We all have brainstormed the same way for years. Everyone spends an hour in the conference room, bored and uninspired. Somebody throws out a recycled idea. Everyone rallies behind the idea because they really just want to leave the conference room.
Brainstorming should be fun, energetic and productive. Here are a few tips that hopefully will inspire the next great idea.
1. Choose a leader during the creative process. Someone has to keep everyone on track, or you will spend the entire session talking about television shows about attractive detectives solving crimes; attractive doctors saving lives; or attractive detectives and doctors solving crimes, saving lives and romancing each other.

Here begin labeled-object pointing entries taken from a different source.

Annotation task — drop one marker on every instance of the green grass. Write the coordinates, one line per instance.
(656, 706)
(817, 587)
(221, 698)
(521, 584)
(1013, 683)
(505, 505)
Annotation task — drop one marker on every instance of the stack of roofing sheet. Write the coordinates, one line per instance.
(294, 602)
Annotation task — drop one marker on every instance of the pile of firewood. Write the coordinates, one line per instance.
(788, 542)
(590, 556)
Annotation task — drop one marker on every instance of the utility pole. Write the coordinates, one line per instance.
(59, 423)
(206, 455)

2. Notate everything. Yes, it is a pain to write every idea down. If you don’t, you will forget. We always forget. Take notes, audiotape or videotape the session.
3. Change your location. You don’t always have to meet in the conference room for a brainstorming session. Creativity wants variety. Take a walk to another floor, go outside and sit on a bench or stand around the parking lot. Go to a nearby museum, store, mall, coffee shop or park to brainstorm. Use your surroundings to inspire and motivate you to create.

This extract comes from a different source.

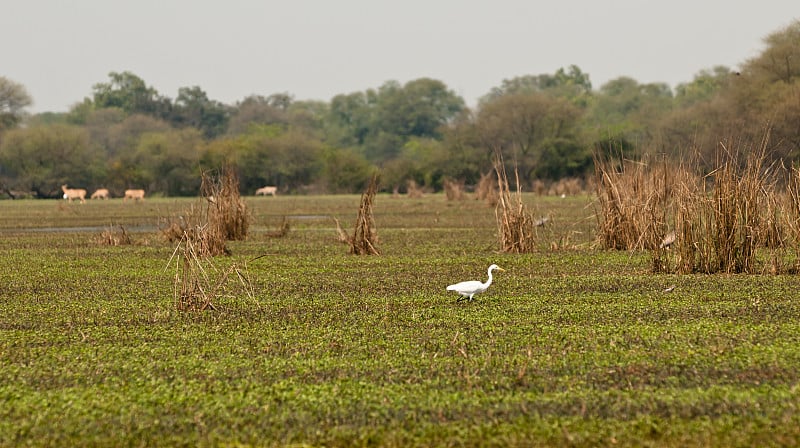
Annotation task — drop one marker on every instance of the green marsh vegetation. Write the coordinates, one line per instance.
(573, 345)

4. Create fast brainstorming sessions. Do not linger. Nobody looks forward to spending an hour in the conference room to brainstorm. Instead, use quick energy bursts. Everyone run into the room for 15 minutes and create as many ideas as possible. And then everyone must run out. Do this a couple times a day as a surprise. Use the energy to focus and produce ideas. Shorter idea sessions will create more ideas.
5. Relax, and create ideas each day. Take five minutes each day by yourself and think. Don’t think about anything in particular. Just think. Take a walk around your building. Go sit on a bench. Leave your cell phone and Blackberry on your desk. Now, just think. Each time you do this you will have an idea. Sometimes it will be a little idea. Sometimes it will be a big idea.